Afghanistan produces more than 90 percent of the world's opium and heroin supply, and the drug trade has had a corrosive effect on President Hamid Karzai's struggling government.
"I'm not here to put a happy face on this situation. I'm not going to say anything is truly working," Schweich said. "What I'll say is that it's improving."
Schweich said recent improvements include a counternarcotics tribunal, better eradication of the crop, better distribution of funds for poppy farmers to find alternative jobs, and a public information campaign to warn people that they will be prosecuted and punished if they continue to produce drugs.
Schweich did not have specifics on how much opium production numbers would likely rise in an upcoming report by the U.N. anti-drug agency.
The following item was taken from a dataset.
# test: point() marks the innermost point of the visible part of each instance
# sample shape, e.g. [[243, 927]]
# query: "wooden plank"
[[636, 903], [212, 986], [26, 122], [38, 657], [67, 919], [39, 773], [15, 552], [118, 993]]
But he said U.S. officials were prepared for a significant increase.
The high numbers, he said, were partly a reflection of a drug strategy that was only started in 2005. Money for farmers to pursue livelihoods other than poppy production were distributed in a "spotty manner," he said. There were also failures destroying the crop, and courts struggled to prosecute drug offenders.
A more credible threat of prosecution and better eradication of crops, Schweich said, would eventually help steer people away from planting.
Already posted, T...
http://www.freerepublic.com/focus/f-news/1693997/posts
I was on that failed project, for 2 years.
Subsidized opium farming...Now there's an original American solution...
I have an idea. Why doesn't the US just buy it all up and then destroy it. Might be cheaper than trying to eradicate it.